News information aggregation method based on data mining and deep learning

Technical Field

The invention relates to the technical field of natural language processing, in particular to a news information aggregation and abstract generation and comment summarization method.

Background

Under the internet era, the daily information data volume shows explosive growth, and news is one of the main ways for people to acquire information in life. Different from the traditional paper news, the network news has wide spread, large audience and quick update, and the operation cost is far lower than that of the traditional mode, so the network news is generally accepted by the society. For readers, the cost for reading the online news is low, the content is rich, the time is saved, and the readers can select the content which interests the readers to read, and the method is not limited to the fixed content provided by the traditional newspaper. In addition, almost all news sites provide a platform for the reader to speak and discuss, where the reader is free to express his or her own opinion. Meanwhile, for some popular events, the main comment content of readers can reflect the direction of public opinion, and a group of companies for analyzing network public opinion information are also emerged. Popular news and reviews are also the contents most readers prefer to read.

Meanwhile, news platforms are numerous, the quality of contents is uneven, problems are brought to readers, news describing the same contents are scattered on different platforms, the expression forms are different, and the reading effect of the readers is not well influenced by the inconsistency of operation of the platforms. Therefore, how to find useful information from news platforms with inconsistent contents in multiple forms and generate abstracts of the useful information to summarize reader comments, so that readers can efficiently read the useful information is a problem to be solved.

In the existing text similarity identification method, the text similarity is usually represented by directly according to the included angle value of the feature weight vector, although the system works well under most conditions, the method lacks effective processing on synonyms; in addition, the conventional collection system adopts a similar extraction method for news content abstract and reader comments to extract key content for display, the method is good in syntactic aspect, and the reader comments are excellent in performance due to short and refined reasons, but the extraction quality and the content fluency of the whole literary are poor in humanity, and no clear writing logic exists.

Disclosure of Invention

The invention aims to overcome the defects and shortcomings of the prior art, provides a news information aggregation method based on data mining and deep learning, improves a characteristic weight vector corner clipping method by combining a synonym forest method, generates an abstract for news contents by adopting a deep learning method, and summarizes comments by adopting a decimation method.

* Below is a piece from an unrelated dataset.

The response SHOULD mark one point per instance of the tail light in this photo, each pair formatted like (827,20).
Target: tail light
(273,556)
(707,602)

The purpose of the invention is realized by the following technical scheme: a news information aggregation method based on data mining and deep learning comprises the following steps:

1. adopting a crawler frame to perform data crawling on news and comments of a specified website platform;

2. classifying all news, and classifying the contents of each news by combining a vector space model, a cos similarity value, a TF-IDF algorithm and a synonym forest method;

3. generating an article abstract, and generating a text abstract by adopting a deep neural network structure;

4. and summarizing the comments corresponding to the news, preprocessing the comment text, and directly extracting key comments by adopting a TF-IDF algorithm to summarize the text.

Preferably, the data crawl is performed using a scrapy crawler framework.

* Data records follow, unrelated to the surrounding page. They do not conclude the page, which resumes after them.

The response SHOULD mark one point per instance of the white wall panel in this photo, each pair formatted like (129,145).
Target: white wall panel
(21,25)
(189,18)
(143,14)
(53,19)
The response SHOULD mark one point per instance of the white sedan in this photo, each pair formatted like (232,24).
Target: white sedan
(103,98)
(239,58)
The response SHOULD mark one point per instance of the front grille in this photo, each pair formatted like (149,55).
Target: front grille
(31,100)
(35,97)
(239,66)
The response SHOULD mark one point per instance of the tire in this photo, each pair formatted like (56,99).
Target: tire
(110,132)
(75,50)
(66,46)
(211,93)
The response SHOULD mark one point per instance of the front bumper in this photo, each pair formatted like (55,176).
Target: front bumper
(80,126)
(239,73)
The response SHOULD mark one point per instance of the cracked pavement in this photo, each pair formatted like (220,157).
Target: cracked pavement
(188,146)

Preferably, classifying news is equivalent to: giving two texts, and judging whether the contents of the two texts are the same;

treating a text as a space vector

Each word in the text represents a dimension in the vector space, and the number of times the word appears in the text represents a vector

Length in this dimension, such that a text is completely converted into a vector in space;

assuming that there are n texts now, there are n vectors, and the space in which the n vectors are located is formed by dimensions represented by all non-repeated words in the n texts; in order to judge that two texts are similar, calculating the value of the included angle cosin of the corresponding vectors, wherein the closer the value is to 1, the more similar the two texts are, and the closer the value is to 0, the more dissimilar the two texts are;

suppose two vectors

And

all are n-dimensional vectors, and the method for calculating the cosine value of the included angle between the two vectors is as follows:

the text content is considered identical if the calculated similarity exceeds a set threshold.

Further, when judging whether the two texts are similar, selecting one of the texts as a reference text, selecting k keywords of the reference text from the reference text according to TF-IDF weights of the words, and establishing a vector space R by taking the keywords as dimensions of the vector space_kRespectively counting the occurrence times of each keyword in the two texts to form corresponding k-dimensional vectors

Calculating a cosin value of an included angle between two vectors, and when the value is greater than a set threshold value, considering that texts corresponding to the two vectors are similar;

when the TF-IDF model is used for calculation, a word is assumed to be represented as a, and the occurrence frequency of a in the text i is n_a,iTotal number of words of text i is N_iThe number of all texts is D, D where a is_aIf it occurs in text i, the weight formula of this word in text i is:

w_a,ithe larger the value, the more important the representation a is in the text i; the text is subjected to word segmentation, TF-IDF values of all non-repetitive words are calculated, then the words are sorted from big to small, and the first X words are taken as key words.

Furthermore, considering synonyms and near synonyms of words, the synonymy degree of the quantifier is measured by word similarity, the word similarity is a numerical value, and the value range is set to be [0, 1]]Based on synonym forest, calculating word similarity between words and exceeding a certain thresholdJudging that the two words are the same, based on the judgment, obtaining the word a and the synonym thereof by a synonym forest-based method, modifying a word weight calculation formula, and converting d_aThe definition of (1) is modified from "how many texts the word a appears" to "how many texts the word a and its synonyms appear", while the word weight calculation formula remains unchanged:

specifically, the word similarity calculation method includes:

in Chinese words, one word often expresses many meanings, namely, a plurality of semantic items exist, all the semantic items are considered for calculating the word similarity, the calculation of the semantic item similarity is based on a synonym forest structure, and the calculation is performed according to the semantic distance of two semantic items by using the number of the semantic item in the word;

firstly, judging which layer two meaning items as leaf nodes in a synonym forest are branched, namely the numbers of the two meaning items are different, starting from the 1 st layer, if the two meaning items are the same, multiplying by 1, otherwise multiplying by a corresponding coefficient at the branch layer, and then multiplying by the corresponding coefficient

As normalization processing of the similarity of the meaning items, the similarity of the meaning items is controlled to be [0, 1]Where n is the total number of nodes of the branch layer;

the density of the tree where the words are located and the number of branches directly influence the similarity, the value of the similarity with higher density is more accurate than the value of the similarity with lower density, and then a parameter (n-k +1)/n is multiplied, wherein n is the total number of nodes of a branch layer, and k is the distance between two branches;

assuming that the numbers of the two meaning terms are different at the S layer, the corresponding coefficient of the S layer is S, and let A, B the similarity of the two meaning terms be represented by Sim:

when the similarity of the words is calculated, the meaning items of the two words are respectively calculated pairwise, and the maximum value is taken as the similarity value of the two words.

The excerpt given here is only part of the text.